Indimenticabile è il tramonto che abbiamo ammirato dall’alto
delle mura, qualche ora più tardi. Purtroppo la mia macchina fotografica non
rende giustizia.
Il giorno successivo, dopo una dormita rinvigorente, ripartiamo con non poche preoccupazioni: ci aspetta il temuto Alto del Perdòn che, a dispetto del nome, non sembra essere particolarmente benevolo verso chi è partito senza uno straccio di allenamento - come noi. Però siamo rinfrancati dal fatto che abbandoniamo Pamplona e il suo rumore per ributtarci nella tranquillità delle stradine di campagna, che tra poco saranno circondate da campi di girasoli a perdita d’occhio.
L’Alto del Perdòn si nota
subito fin dalla periferia della città: è una montagna che risalta tra le dolci
colline su cui spiccano le gigantesche pale eoliche, visibili anche dalla
periferia estrema da dove il sentiero riparte verso ovest…
Ed è lì che ci dirigiamo,
passando prima in un piccolo paesino chiamato Cizur Menor, dove facciamo
provviste in vista dell’ascesa:
giustamente, i pellegrini non possono girarci attorno, ma devono
scavalcarlo nel punto più alto. La prendiamo con filosofia pensando almeno di
guadagnarci una fetta di Paradiso e con lo zaino in spalla iniziamo la lunga
marcia verso Puente la Reina, che dista ancora più di 18 chilometri.

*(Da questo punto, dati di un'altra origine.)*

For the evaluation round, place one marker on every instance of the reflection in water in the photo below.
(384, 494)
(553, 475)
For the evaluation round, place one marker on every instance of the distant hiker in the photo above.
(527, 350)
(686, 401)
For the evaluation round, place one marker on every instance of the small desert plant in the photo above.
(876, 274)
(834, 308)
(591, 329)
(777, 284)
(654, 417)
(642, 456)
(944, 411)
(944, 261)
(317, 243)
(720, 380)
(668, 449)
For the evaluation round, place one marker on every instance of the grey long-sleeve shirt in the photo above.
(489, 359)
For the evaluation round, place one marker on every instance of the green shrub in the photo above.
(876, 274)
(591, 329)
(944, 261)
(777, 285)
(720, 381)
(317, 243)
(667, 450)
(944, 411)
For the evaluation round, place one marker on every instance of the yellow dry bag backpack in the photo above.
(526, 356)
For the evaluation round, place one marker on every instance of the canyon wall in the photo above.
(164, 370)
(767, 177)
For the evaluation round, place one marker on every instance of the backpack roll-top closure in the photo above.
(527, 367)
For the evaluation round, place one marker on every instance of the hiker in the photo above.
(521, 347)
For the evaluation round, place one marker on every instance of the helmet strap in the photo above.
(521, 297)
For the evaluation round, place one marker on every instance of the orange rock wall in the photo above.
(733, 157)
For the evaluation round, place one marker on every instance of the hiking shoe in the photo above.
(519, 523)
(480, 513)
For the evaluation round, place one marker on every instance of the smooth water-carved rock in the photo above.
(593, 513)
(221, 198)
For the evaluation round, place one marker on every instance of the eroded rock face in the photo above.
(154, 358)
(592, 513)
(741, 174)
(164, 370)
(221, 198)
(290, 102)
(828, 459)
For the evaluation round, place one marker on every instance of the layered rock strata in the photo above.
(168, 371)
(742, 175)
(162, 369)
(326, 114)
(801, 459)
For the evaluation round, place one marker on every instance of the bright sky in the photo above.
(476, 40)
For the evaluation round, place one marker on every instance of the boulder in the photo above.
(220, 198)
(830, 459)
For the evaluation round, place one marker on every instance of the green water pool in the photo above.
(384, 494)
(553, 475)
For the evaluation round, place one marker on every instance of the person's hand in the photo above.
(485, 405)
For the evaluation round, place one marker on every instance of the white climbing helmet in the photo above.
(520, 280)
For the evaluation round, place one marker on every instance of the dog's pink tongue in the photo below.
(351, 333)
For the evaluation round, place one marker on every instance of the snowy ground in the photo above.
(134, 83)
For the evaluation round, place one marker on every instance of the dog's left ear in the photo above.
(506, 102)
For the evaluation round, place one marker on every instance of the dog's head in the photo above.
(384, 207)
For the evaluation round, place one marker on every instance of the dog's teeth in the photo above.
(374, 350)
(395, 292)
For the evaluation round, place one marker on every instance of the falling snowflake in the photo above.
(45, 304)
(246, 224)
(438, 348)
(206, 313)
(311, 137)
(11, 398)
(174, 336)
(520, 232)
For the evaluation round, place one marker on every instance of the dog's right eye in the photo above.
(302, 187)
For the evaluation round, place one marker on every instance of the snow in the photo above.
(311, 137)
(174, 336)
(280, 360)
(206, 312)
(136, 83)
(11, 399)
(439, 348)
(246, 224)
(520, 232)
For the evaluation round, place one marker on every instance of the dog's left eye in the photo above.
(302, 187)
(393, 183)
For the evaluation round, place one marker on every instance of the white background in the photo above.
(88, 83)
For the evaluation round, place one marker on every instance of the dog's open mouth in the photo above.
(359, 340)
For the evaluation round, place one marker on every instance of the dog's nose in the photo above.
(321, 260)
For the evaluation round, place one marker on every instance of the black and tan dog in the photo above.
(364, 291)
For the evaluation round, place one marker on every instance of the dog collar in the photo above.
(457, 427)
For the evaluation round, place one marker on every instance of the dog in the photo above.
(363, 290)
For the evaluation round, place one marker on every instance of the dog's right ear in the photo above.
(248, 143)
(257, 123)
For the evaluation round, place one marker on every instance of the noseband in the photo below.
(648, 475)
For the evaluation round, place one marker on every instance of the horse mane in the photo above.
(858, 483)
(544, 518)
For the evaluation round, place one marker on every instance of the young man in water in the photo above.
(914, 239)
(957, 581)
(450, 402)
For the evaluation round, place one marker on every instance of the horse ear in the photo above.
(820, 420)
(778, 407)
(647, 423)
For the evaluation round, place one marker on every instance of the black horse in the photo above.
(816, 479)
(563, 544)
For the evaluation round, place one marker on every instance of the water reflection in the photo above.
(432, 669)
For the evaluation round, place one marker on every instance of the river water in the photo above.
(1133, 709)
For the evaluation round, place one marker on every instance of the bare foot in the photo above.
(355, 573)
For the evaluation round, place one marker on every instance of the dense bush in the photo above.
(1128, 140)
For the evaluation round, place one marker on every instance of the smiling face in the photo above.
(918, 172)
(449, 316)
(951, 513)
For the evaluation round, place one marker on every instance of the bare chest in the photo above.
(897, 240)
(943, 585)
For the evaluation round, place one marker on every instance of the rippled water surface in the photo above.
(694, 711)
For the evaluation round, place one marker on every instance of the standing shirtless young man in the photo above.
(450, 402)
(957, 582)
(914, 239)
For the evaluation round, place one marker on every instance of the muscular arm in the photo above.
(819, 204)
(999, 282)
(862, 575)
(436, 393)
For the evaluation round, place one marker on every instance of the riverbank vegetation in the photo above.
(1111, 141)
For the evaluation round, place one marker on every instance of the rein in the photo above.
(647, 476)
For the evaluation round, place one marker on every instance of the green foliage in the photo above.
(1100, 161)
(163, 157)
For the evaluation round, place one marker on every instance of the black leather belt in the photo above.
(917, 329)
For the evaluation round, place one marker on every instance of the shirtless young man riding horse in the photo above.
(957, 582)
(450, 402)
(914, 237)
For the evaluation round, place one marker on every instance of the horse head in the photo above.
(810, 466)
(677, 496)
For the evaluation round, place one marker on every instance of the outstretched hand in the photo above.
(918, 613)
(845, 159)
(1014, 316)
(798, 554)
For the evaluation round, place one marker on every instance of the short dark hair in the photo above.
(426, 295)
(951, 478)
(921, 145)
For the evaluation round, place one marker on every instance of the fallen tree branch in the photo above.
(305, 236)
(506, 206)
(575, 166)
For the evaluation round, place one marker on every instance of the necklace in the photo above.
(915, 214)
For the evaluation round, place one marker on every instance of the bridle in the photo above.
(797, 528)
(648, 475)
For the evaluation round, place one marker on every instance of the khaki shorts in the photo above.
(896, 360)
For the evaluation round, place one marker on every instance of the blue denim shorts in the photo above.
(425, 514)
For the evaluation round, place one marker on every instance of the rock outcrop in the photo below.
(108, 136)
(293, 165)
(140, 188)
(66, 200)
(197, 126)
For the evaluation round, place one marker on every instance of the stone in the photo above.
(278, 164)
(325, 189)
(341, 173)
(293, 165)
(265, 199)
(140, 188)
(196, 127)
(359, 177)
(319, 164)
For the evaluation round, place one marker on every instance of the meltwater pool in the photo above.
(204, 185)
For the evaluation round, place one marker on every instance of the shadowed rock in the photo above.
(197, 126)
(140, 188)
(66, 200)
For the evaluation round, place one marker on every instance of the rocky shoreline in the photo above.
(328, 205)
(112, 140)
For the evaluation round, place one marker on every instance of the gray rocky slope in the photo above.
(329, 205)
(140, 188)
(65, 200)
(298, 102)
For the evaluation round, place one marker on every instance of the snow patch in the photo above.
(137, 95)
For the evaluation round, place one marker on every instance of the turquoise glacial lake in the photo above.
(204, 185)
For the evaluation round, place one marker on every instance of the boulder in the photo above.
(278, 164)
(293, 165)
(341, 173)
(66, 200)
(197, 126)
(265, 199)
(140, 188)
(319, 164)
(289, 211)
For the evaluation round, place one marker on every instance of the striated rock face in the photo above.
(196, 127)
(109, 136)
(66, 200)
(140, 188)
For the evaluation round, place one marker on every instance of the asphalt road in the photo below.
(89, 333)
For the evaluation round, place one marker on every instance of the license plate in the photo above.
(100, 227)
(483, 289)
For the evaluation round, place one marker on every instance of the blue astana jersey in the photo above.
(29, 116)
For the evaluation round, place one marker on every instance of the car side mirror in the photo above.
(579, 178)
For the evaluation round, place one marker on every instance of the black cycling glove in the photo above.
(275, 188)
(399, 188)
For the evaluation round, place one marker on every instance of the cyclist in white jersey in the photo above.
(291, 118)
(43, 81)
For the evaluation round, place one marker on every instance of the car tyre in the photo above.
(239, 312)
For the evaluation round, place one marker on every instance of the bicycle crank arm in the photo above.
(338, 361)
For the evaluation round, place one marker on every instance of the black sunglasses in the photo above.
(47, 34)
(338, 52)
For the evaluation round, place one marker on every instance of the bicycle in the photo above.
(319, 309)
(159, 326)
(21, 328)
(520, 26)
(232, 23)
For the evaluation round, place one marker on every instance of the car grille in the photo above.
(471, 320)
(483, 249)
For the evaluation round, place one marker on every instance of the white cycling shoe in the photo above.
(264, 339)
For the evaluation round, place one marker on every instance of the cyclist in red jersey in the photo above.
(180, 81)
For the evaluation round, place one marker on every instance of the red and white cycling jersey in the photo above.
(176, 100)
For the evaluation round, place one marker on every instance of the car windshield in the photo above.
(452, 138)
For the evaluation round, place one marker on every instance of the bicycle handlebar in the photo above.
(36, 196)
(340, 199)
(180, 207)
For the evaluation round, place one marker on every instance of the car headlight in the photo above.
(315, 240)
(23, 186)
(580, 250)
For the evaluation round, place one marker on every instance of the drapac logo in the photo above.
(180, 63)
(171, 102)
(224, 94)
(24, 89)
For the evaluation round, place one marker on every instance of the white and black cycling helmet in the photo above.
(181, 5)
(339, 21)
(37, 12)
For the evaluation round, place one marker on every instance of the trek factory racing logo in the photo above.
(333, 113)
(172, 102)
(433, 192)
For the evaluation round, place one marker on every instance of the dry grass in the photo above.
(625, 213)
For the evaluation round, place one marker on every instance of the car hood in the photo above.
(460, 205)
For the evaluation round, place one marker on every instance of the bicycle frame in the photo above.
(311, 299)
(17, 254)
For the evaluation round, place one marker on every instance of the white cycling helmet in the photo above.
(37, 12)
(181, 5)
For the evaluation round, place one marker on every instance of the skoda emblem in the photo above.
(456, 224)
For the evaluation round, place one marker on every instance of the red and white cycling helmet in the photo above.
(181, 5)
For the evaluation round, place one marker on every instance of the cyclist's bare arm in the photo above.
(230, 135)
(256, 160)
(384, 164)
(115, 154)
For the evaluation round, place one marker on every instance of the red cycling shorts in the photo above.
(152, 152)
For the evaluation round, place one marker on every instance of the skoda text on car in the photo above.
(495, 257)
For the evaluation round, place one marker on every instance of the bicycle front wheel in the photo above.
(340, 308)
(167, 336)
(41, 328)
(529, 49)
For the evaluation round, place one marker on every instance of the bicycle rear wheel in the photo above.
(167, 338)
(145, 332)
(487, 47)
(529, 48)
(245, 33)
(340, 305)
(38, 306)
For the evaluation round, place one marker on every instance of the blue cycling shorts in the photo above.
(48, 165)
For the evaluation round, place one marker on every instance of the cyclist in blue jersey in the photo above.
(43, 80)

Ammetto che l’idea di dover
fare ancora tutta quella strada con l’Alto del Perdòn di mezzo non sia proprio
incoraggiante, e ce ne rendiamo conto quando la strada da “in salita” diventa
“porca miseria” e poi “qualcuno chiami un taxi”. Caldo, polvere, sudore e il
sole che ci picchia sulla testa. Sono le 9 del mattino, ma sembra di essere
finiti nel Deserto del Sahara. Incrociamo per la prima volta dei pellegrini che
fanno il Cammino a cavallo.
Un’ascesa infinita, tanti
viaggiatori distrutti ma alla fine, dopo quasi 2 ore di scalata, siamo in cima.
Si vede perfettamente che stiamo entrando nella parte più calda e arida della
Navarra, perché i verdi prati e i boschi hanno lasciato spazio a sterminati
campi gialli e secchi. Lassù tira un forte vento, allora decidiamo di riposarci solo qualche minuto e
di iniziare a scendere dall’altro lato. Alle nostre spalle, qualche chilometro
più indietro, Pamplona riceve il nostro ultimo saluto.
Pare lontana la rigogliosità della Navarra pirenaica, qui ci sono solo sassi, cespugli, polvere e un caldo insopportabile già dalle prime ore del mattino.
Puente la Reina, il luogo mitico in cui il Cammino Francese
e il Cammino Aragonese si incontrano, dista ancora quasi 2 ore e mezza di
marcia. Ma non vogliamo né possiamo
tardare, perché il sole inizia già ad alzarsi parecchio; spossati, stanchi e
accaldati continuiamo a scendere sul versante ovest dell’Alto del Perdòn,
chiedendoci tra noi come diavolo faranno le nostre gambe a reggerci lungo i 750
chilometri che ancora ci separano da Santiago de Compostela.